# Eggs are alive?



## christy_was_here (Apr 4, 2011)

I know this is sort of off topic cause it's regarding chickens, but I had to share....

I recently advertised some free eggs to an internet group I belong to. I mentioned they would be great to eat or hatch. Here are two of my favorite responses:

"Can you eat them? Are they anything like chicken eggs?"

and 

"How is it to eat eggs, but hatch them as well? Aren't you conflicted? A cake alone requires three beings."  


Now I know everyone didn't grow up with critters or on a farm and people are entitled to their own views, but that last one really cracked me up.


And on the same note....I was at a Civil War living history re-enactment last year waiting for a 'battle' to commence. It took place in a harvested corn field with lots of the old stalks laying around. People were beginning to gather and a youngish father and his son (5 or 6) sat down next to me and I heard him explain to his son that we were in a field of bamboo. He even proceeded to pick up the corn stalks and show his son what bamboo looks like.  

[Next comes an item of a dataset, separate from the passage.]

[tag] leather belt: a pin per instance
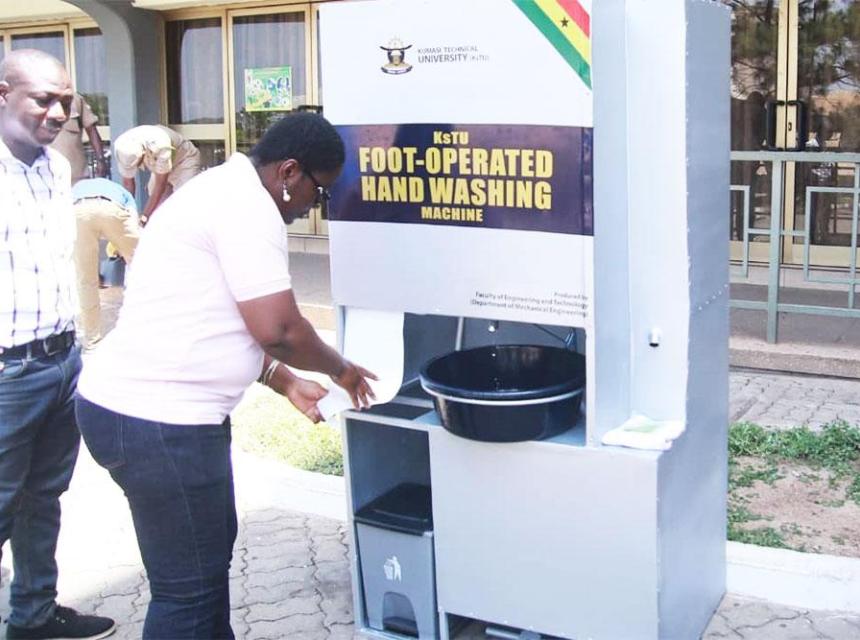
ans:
(40, 348)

I feel bad for people who haven't spent enough time in the country to know what corn is.....or that eggs come from chickens and you can indeed eat them.


----------



## mandieg4 (Apr 4, 2011)

I worked at a small local zoo when I was in college and overheard a little boy about 3 or 4 telling his mother to look at the "duck".  The mom said "yes, it's a very pretty duck, isn't it?".  The "duck" was a peacock!  I can understand getting confused between a duck and a goose if you've never been around animals, but I thought a peacock was pretty easy to distinguish.  Either the mom was clueless or she just didn't want to take the time to teach her child.


----------